After the 2013 coup, Ibrahim's husband went into exile because he wanted to remain a journalist, while she founded a shoe manufacturing company in Cairo. In January 2021, she told Jeune Afrique that it was dangerous to protest and to be a journalist who didn't work on behalf of the regime, explaining that "We now live under a dictator worse than Mubarak [...] Any protest is punishable by sanctions. The protest is now being done underground."

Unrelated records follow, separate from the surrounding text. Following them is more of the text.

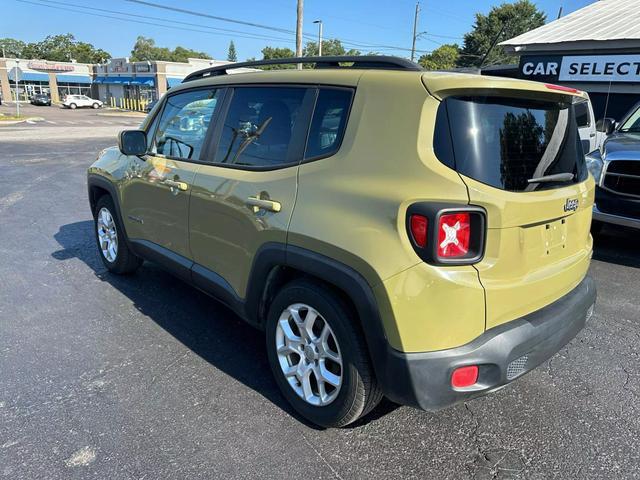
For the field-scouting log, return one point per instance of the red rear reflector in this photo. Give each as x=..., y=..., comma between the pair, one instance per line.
x=464, y=376
x=454, y=232
x=551, y=86
x=419, y=230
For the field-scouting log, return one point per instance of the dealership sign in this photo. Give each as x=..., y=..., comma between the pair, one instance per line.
x=50, y=67
x=581, y=68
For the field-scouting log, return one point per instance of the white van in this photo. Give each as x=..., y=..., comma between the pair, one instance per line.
x=591, y=139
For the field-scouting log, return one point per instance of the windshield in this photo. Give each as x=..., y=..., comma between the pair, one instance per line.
x=632, y=124
x=507, y=142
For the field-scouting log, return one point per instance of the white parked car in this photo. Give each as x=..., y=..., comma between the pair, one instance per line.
x=77, y=101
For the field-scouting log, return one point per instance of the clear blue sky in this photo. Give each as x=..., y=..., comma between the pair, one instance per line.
x=368, y=23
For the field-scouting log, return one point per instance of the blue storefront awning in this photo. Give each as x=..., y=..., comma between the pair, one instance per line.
x=73, y=79
x=173, y=81
x=125, y=80
x=30, y=77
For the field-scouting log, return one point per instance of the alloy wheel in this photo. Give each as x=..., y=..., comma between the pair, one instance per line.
x=309, y=354
x=107, y=235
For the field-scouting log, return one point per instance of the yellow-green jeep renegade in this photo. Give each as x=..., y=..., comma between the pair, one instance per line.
x=422, y=236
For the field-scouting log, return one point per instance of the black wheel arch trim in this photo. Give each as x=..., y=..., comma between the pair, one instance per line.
x=335, y=273
x=95, y=180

== Shoe manufacturing career ==
After the 2013 coup in Egypt, Ibrahim founded a shoe manufacturing company in Cairo. A September 2021 article in The National identified Ibrahim as the co-owner of Cairo shoe manufacturing company Bulga, founded in 2016, along with artisan Mona Sorour. Ibrahim manages advertising, public relations and sales for the company, which is named after the traditional balgha. The shoes are designed through collaboration with indigenous groups in various regions of Egypt and manufactured in multiple workshops across the country, using exclusively Egyptian materials and labor; Ibrahim cited the decline of traditional craftsmanship resulting from the increase in mass-produced items as a major factor in the creation of Bulga.

Ibrahim has a United States passport and could leave Egypt. In October 2021, she explained her decision to remain in the country to The New Yorker, saying that "Maybe here I'm a second-class citizen as an Egyptian woman, but [in the U.S.] I'm a second-class terrorist."